Comment expliques-tu ta progression fulgurante dans la maitrise du piano, et quel rôle a joué ou joue encore ton professeur ? Je travaille toujours avec lui. Effectivement vu de l’extérieur c’est très rapide. Partir de rien à l’âge de seize ans puis faire des concerts à peine un an plus tard… Je suis tombé dans la musique et je l’ai fait avec toute la passion, toute la force et toute l’obsession qu’on peut avoir à cet âge. C’était un engagement tellement total que rien d’autre n’avait d’importance à part la musique et j’ai vraiment donné ma vie. C’est un mélange de beaucoup de choses : j’avais un professeur qui avait une méthode incroyable, et je sentais qu’en suivant son enseignement, ça m’ouvrait énormément de portes mais cela vient également d’un travail sans compromis et sans pitié.
Que penses-tu de la notion de mentor, d’avoir une personne qui guide, qui oriente ? C’est très important. Au niveau du jazz, c’était plutôt instinctif avec des figures mythiques comme Art Tatum, Charlie Parker ou John Coltrane qui ne délivraient pas de leçons mais la force de leur travail, de leur présence et de leur musique influençaient les autres musiciens. J’ai eu la chance de fréquenter quelqu’un qui est un musicien plutôt moyen mais qui a développé une méthodologie exceptionnelle, permettant de comprendre et d’analyser le travail des grands maîtres mais aussi de prétendre à trouver son propre style. C’était une technique très mathématique, très claire.

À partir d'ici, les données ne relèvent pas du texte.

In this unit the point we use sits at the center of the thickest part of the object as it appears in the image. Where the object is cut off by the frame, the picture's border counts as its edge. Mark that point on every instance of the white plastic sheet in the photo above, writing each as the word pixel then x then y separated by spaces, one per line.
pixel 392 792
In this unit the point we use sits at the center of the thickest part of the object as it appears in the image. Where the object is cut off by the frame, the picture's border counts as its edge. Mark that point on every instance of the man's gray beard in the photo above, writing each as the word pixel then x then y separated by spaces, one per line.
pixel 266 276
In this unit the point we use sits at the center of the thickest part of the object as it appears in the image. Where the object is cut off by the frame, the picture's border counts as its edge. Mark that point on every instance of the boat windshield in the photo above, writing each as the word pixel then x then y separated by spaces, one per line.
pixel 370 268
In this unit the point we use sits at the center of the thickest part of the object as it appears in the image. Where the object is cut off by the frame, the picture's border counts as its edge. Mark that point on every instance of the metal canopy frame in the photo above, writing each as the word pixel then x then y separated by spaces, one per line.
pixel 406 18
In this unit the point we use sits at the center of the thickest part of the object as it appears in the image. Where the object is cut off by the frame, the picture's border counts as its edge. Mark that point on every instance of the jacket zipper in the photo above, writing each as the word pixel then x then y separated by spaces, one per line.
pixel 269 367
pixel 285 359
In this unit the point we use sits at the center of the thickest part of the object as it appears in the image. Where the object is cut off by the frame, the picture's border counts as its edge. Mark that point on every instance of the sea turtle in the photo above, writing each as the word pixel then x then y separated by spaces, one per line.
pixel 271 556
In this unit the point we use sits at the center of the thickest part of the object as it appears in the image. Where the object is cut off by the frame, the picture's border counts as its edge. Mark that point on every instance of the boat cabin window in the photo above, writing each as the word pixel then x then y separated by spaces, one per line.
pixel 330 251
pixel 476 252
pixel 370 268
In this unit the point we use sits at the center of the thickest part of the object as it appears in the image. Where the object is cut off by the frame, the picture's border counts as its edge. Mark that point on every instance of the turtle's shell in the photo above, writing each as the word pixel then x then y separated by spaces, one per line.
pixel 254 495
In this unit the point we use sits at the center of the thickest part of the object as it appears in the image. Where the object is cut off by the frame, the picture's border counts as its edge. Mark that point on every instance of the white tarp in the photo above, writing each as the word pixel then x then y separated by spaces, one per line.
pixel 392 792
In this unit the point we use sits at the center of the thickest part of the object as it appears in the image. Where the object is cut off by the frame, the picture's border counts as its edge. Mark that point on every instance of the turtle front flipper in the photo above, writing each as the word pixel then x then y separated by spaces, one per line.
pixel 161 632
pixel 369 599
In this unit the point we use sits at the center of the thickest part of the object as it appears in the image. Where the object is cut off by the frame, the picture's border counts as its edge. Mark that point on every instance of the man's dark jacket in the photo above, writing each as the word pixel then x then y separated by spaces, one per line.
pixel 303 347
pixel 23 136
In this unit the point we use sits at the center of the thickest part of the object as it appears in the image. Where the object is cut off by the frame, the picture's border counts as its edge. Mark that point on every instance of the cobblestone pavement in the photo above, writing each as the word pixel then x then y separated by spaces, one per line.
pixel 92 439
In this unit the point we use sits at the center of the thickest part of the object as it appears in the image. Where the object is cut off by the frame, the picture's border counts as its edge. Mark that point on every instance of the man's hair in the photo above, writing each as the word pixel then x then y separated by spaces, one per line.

Un théoricien ? Pas théoricien, c’est très sec comme terme, ça donne un peu l’image d’un bibliothécaire. C’est quelqu’un qui avait une vraie démarche intellectuelle qui faisait de lui bien plus que quelqu’un qui préserve de la matière.
Justement quel était ton univers musical avant de débuter le piano ? J’écoutais beaucoup de musique électronique, de la techno, de la house, du rock, bref tout ce qui passait sur MTV…
Pourquoi avoir choisi de t’orienter vers le jazz ? A cause de mon professeur justement qui travaillait dans cet univers même si je n’avais a priori aucune affinité particulière avec le jazz.
Ne souhaiterais-tu pas un jour marier le jazz avec ces musique que tu citais auparavant ? Je pense être déjà en train de le faire ! J’essaie de le faire d’une manière subtile, pas en jouant des standards avec une boite à rythme derrière. Je cherche l’énergie qui existe dans ces musiques, par exemple quand je joue « Army of Me » de Bjork ou du Police, du Britney Spears, etc.
C’est d’ailleurs ainsi que le jazz s’est toujours enrichi… Tout à fait. A l’époque de Charlie Parker, on ne parlait pas de « standards » mais juste de musique populaire qui passait à la radio. Je ne vois pas pourquoi aujourd’hui on n’utiliserait pas ce qui passe à la radio, ce que les jeunes écoutent pour s’en servir comme matière première, même si ensuite tout devient un peu moins profond, plus superficiel.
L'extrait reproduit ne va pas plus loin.